Le 12 novembre 2017, le fils était chez sa mère à Jemappes en début de soirée. Il raconte que celle-ci est allée fumer devant sa maison et qu'elle a remarqué qu'il y avait le feu chez Patricia alors que, lors de l'instruction, il a déclaré que sa mère était sortie car elle avait entendu le chien de la victime aboyer.

Sa sœur tient une autre version des faits. Marjorie Leclercq était dans sa maison quand elle a senti l'odeur de la fumée, elle est sortie de sa maison à ce moment-là.

Marjorie et ses deux enfants se sont retrouvés devant la maison. "Ma mère paniquait, on s'est mis devant la maison, on a poussé la porte, on ne voyait rien à cause de la fumée, Patricia ne répondait plus", a déclaré le fils devant la cour. Sa sœur, quant à elle, prétend avoir vu la victime qui tentait de se lever de son lit et qui criait "sortez-moi de là", avant de retomber. Interrogée, l'accusée répond qu'elle a entendu "des gémissements" mais elle n'a pas vu la victime qui essayait de se relever.

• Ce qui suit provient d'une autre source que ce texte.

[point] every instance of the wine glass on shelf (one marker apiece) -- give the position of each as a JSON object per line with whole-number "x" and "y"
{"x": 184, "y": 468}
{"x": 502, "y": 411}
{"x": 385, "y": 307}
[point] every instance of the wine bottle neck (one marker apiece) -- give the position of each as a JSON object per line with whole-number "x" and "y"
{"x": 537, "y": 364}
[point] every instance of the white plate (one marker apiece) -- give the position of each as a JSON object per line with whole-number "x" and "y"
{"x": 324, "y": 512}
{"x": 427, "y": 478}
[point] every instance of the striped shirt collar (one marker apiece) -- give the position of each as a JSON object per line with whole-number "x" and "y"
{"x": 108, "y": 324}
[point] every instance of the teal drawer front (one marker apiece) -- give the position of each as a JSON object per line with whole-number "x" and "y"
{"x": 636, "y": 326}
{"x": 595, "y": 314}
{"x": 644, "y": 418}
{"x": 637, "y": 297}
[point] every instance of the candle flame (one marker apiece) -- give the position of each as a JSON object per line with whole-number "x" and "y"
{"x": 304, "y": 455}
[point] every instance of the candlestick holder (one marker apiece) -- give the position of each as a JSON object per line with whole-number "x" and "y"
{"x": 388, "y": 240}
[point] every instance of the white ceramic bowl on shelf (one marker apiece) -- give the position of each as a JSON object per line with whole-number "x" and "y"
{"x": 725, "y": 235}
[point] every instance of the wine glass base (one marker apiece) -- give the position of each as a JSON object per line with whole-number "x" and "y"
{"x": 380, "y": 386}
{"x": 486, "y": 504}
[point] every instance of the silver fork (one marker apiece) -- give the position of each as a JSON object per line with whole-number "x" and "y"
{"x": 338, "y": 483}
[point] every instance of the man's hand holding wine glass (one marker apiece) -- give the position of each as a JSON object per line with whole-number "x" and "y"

Me Mayence s'énerve. "Nous avons le fils qui avait tout vu et qui n'a plus rien vu. Nous n'avons pas d'explications sur la sortie de la maison, une fois c'est à cause des aboiements du chien, puis c'est la cigarette et enfin c'est le bruit du détecteur incendie. On ne nous dit pas la vérité et ce n'est pas clair."

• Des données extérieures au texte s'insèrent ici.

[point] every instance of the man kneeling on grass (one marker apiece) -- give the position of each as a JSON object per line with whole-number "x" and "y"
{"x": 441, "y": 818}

Le fils prétend avoir entendu les pompiers et l'expert en incendie parler de trois foyers et d'un départ de feu depuis un poêle électrique. C'était le soir-même de l'incendie. Or, les trois foyers n'ont été découverts que le lendemain par le chien pisteur et l'origine de l'incendie était inconnue à ce moment-là. Le témoin certifie avoir entendu cette discussion, ce qui a été démenti en matinée par l'expert incendie.

Pour l'avocat général, "les chiens ne font pas des chats". Rappelons que dans son acte d'accusation, il a écrit que Marjorie Leclercq "semble douée pour le mensonge."

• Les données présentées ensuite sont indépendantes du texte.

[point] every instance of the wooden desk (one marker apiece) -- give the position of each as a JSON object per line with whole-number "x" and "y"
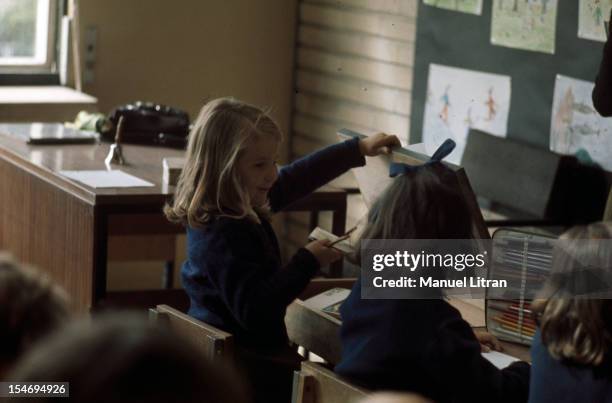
{"x": 62, "y": 226}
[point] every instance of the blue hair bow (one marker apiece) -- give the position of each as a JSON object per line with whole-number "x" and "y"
{"x": 445, "y": 148}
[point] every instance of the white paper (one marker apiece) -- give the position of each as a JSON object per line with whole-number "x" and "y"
{"x": 500, "y": 360}
{"x": 459, "y": 99}
{"x": 327, "y": 298}
{"x": 528, "y": 25}
{"x": 320, "y": 234}
{"x": 465, "y": 6}
{"x": 592, "y": 16}
{"x": 107, "y": 179}
{"x": 576, "y": 127}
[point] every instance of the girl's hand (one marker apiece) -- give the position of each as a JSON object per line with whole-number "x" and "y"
{"x": 377, "y": 144}
{"x": 324, "y": 254}
{"x": 487, "y": 341}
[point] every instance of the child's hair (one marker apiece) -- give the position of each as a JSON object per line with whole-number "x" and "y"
{"x": 31, "y": 306}
{"x": 121, "y": 357}
{"x": 575, "y": 328}
{"x": 426, "y": 203}
{"x": 209, "y": 184}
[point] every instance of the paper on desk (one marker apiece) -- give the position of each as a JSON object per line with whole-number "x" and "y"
{"x": 500, "y": 360}
{"x": 107, "y": 179}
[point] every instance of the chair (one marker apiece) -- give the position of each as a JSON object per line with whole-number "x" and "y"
{"x": 317, "y": 384}
{"x": 316, "y": 331}
{"x": 533, "y": 186}
{"x": 215, "y": 343}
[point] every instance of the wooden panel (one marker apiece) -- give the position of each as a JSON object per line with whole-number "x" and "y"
{"x": 46, "y": 162}
{"x": 382, "y": 121}
{"x": 392, "y": 75}
{"x": 215, "y": 343}
{"x": 378, "y": 97}
{"x": 316, "y": 331}
{"x": 384, "y": 25}
{"x": 42, "y": 225}
{"x": 138, "y": 247}
{"x": 364, "y": 45}
{"x": 407, "y": 8}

Pour la défense, il n'existe, à ce moment du procès, "aucun élément" qui démontre que c'est l'accusée qui a bouté volontairement le feu à cette maison. L'accusée ajoute qu'elle a voulu, avec ses enfants, venir en aide à sa voisine, prisonnière des flammes, mais qu'elle n'a pas entendu ses cris. Pour la défense, toutes ces contradictions ne sont pas des preuves. "A ce stade, aucun élément ne démontre que c'est l'accusée qui a bouté le feu", a déclaré Me Lauvaux.